Holtham v. Lucas, 460 N.J. Super. 308 (App. Div. 2019). As Judge Ostrer noted in the first sentence of his opinion in this case today, “[a]ccording to well-settled contract law, a provision that stipulates an unreasonably large amount of damages for a future breach is an unenforceable penalty.” The parties to this matrimonial case entered into a marital settlement agreement that contained a “per diem penalty of $150” for any breach of any duty under that agreement. When plaintiff failed to timely pay off a loan on a car that was to be distributed to his (ex-)wife and to tender title to the vehicle to her, he challenged the per diem provision, asserting that it was an invalid penalty.
The Family Part enforced the provision. Plaintiff appealed, won a battle, but lost the war, as the Appellate Division, applying de novo review of the purely legal question at issue, affirmed the ruling against him.
Judge Ostrer reviewed at length the law governing penalty clauses, and what distinguishes them from liquidated damage provisions. That very useful discussion led him to conclude that, in a traditional contract case, the provision here would be considered as an unenforceable penalty.
But the panel went on to hold that this aspect of traditional contract law does not apply to marital settlement agreements. Though such an agreement is “no less a contract” than an agreement to settle a commercial dispute, “for equitable reasons normal tenets of contract interpretation are sometimes not applicable to matrimonial matters.”
Quoting a law review article, Judge Ostrer observed that the normal penalty rule “deprives a non-breaching party of adequate compensation for ‘idiosyncratic value,’ such as sentimental attachment, as opposed to ‘objective market valuation.'” In the matrimonial context, “post-divorce peace” is a highly-valued thing that is not covered by traditional penalty principles.

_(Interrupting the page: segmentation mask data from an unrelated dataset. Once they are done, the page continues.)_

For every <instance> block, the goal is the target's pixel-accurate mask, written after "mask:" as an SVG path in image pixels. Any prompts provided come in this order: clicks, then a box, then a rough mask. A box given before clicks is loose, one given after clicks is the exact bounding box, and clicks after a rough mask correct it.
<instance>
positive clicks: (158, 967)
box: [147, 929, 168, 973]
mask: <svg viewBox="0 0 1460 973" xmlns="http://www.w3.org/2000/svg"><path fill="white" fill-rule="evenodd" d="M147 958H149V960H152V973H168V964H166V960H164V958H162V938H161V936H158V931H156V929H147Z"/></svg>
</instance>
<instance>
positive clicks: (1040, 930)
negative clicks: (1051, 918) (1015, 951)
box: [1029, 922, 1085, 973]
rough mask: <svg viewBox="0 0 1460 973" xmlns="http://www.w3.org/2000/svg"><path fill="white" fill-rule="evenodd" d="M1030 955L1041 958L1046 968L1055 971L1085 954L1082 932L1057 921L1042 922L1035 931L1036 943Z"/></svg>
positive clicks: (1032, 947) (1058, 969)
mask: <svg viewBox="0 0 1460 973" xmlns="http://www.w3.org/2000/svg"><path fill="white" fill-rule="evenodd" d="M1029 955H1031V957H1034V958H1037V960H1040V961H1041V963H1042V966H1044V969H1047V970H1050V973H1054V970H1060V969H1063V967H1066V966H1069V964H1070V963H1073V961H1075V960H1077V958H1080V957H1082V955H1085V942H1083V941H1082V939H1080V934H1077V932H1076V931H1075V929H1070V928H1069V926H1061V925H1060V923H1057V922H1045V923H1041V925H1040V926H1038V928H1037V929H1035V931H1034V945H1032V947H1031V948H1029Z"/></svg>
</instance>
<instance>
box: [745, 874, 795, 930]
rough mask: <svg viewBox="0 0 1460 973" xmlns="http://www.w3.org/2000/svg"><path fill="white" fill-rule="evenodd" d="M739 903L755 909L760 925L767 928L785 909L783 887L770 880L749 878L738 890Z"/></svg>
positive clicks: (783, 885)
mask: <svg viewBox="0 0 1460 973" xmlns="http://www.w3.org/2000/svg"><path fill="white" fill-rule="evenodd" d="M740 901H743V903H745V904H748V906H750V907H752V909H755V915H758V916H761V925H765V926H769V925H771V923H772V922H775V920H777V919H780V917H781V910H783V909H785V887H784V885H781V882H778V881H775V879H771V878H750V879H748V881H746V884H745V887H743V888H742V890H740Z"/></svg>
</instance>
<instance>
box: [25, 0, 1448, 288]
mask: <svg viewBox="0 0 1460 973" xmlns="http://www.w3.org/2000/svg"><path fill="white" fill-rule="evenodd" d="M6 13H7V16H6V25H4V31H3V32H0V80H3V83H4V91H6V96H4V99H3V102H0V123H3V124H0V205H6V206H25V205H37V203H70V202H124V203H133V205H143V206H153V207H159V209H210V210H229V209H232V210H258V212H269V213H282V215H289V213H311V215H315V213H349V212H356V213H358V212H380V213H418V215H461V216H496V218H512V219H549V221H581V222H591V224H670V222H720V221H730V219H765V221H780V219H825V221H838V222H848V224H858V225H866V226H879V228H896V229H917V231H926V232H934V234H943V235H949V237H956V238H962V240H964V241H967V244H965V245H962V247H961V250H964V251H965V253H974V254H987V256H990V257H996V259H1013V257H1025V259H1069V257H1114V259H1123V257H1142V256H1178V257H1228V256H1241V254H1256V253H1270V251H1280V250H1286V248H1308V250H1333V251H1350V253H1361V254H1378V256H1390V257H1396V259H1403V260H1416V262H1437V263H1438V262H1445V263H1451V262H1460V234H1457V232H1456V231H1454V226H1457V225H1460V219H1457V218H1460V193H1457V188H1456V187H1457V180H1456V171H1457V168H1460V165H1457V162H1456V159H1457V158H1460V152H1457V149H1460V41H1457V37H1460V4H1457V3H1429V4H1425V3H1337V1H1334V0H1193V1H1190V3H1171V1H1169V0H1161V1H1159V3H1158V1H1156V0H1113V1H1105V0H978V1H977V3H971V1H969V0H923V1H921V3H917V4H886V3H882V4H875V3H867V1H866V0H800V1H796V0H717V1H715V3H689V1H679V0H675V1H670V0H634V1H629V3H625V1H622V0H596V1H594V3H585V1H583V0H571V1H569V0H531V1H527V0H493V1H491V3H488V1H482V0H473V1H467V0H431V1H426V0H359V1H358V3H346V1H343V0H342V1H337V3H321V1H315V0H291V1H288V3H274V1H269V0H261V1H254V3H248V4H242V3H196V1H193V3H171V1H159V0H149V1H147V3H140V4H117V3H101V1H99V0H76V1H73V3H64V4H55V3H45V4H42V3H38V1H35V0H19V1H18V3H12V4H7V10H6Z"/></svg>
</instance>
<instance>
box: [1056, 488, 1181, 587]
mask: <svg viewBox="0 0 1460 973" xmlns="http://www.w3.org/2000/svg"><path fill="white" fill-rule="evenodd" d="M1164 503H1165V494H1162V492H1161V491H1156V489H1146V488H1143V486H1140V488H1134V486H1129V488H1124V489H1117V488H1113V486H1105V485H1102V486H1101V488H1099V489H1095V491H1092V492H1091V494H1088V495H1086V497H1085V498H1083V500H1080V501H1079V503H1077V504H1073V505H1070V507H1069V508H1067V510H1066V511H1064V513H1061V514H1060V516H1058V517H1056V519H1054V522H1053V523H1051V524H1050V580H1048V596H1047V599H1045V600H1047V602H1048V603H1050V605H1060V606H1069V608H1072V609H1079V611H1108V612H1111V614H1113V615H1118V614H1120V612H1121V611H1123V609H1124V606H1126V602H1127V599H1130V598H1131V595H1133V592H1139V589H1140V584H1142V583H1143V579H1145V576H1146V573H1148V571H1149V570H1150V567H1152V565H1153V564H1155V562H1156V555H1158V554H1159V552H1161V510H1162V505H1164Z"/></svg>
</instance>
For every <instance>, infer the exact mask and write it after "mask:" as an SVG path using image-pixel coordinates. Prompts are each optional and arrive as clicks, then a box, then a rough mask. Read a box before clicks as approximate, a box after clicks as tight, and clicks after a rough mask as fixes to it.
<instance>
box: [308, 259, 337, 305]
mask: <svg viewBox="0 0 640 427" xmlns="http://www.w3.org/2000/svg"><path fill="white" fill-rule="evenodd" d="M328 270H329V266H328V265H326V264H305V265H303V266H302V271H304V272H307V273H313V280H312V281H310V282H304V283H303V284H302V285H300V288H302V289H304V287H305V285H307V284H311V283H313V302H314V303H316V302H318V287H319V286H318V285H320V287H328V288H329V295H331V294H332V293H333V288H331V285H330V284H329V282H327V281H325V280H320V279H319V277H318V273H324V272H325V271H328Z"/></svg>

Judge Ostrer went on to note that “[t]he penalty rule also does not account for the fact that parties to matrimonial agreements may behave far differently than the rational economic actors presumed to participate in typical contractual relationships.” For example, he said, parties may take actions simply to harm the other party, whether such actions are economically efficient or rational, or not.
Finally, the fact that Court Rules allow monetary sanctions for violations of matrimonial settlement agreements “reflect a public policy that is receptive to penalty clauses designed to achieve the same end.” That policy, along with the policy of enforcing divorcing parties’ own choice of contractual provisions, led Judge Ostrer to conclude that the penalty rule is inapplicable in the marital settlement agreement context. In reaching that conclusion, the panel found persuasive decisions from other states that had reached that same result, acknowledging, however, that other jurisdictions, whose rulings were deemed unpersuasive, had come out the other way.
Judge Ostrer ended by suggesting that Family Part judges “scrutinize a penalty provision in light of the totality of circumstances.” He cited a number of circumstances to be considered. The Family Part, Judge Ostrer said, has broad authority “to reform a penalty provision to achieve fairness and equity.”
Here, the totality of the circumstances, including plaintiff’s sophistication and great wealth, and the fact that he was represented by counsel and thus knew what the penalty clause meant, pointed toward enforcing that provision. The panel thus affirmed the decision of the Family Part.